Ted Talks provide powerful and impactful messages with ways you can take action and make positive changes to your life NOW.  Below, I've linked my favorite talks with some of the most influential thought leaders of today.

The Power of Vulnerability 

Brene Brown studies human connection -- our ability to empathize, belong, love.  In a poignant, funny talk at TEDxHouston, she shares a deep insight from her research, one that sent her on a personal quest to know herself as well as to understand humanity.  

Your Elusive Creative Genius 

"Eat, Pray, Love" author Elizabeth Gilbert muses on the impossible things we expect from artists and geniuses -- and shares the radical idea that, instead of the rare person "being" a genius, all of us "have" a genius.  It's a funny, personal and surprisingly moving talk.  

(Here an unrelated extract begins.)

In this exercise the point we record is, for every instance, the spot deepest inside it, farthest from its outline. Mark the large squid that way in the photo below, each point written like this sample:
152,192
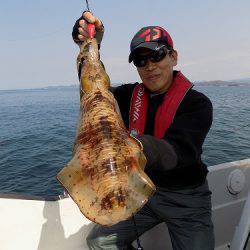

 My Year of Saying Yes to Everything || Shonda Rhimes

The legendary Shonda Rhimes created the TV hits Gray's Anatomy and Scandal, and is involved with three or four network series every season. That's a lot of work, and when it's going well--when she feels engaged and enthusiastic and at her creative peak--she calls that "the hum." But one day the hum stopped, and try as she might, she couldn't get it to start again, she explains in this deeply honest talk. Rhimes was bereft. But she was also a single mother who'd promised herself to say yes to everything asked of her that year. So when her toddler asked her to play as she was on her way out the door, instead of leaving she said "yes" and stopped to play for a while. And she promised herself that from then on, if humanly possible, she would stop and play whenever her children asked her. (As she points out, any child will get bored in 15 minutes or less, so it wasn't a schedule-crusher.) It was a great thing for her family, and to her surprise, by taking the time to play for a few minutes with her children, Rhimes brought the hum back to her work, as well. It's a great lesson for our overworked, overcommitted, always-in-the-zone times.

Questioning the Universe 

Professor Stephen Hawking asks some big questions about our universe -- How did the universe begin? How did life begin? Are we alone? -- and discusses how we might go about answering them.

How Great Leaders Inspire Action

Simon Sinek presents a simple but powerful model for how leaders inspire action, starting with a golden circle and the question "Why?" His examples include Apple, Martin Luther King, and the Wright brothers -- and as a counterpoint Tivo, which (until a recent court victory that tripled its stock price) appeared to be struggling.

The Puzzle of Motivation

Career analyst Dan Pink examines the puzzle of motivation, starting with a fact that social scientists know but most managers don't: Traditional rewards aren't always as effective as we think. Listen for illuminating stories -- and maybe, a way forward.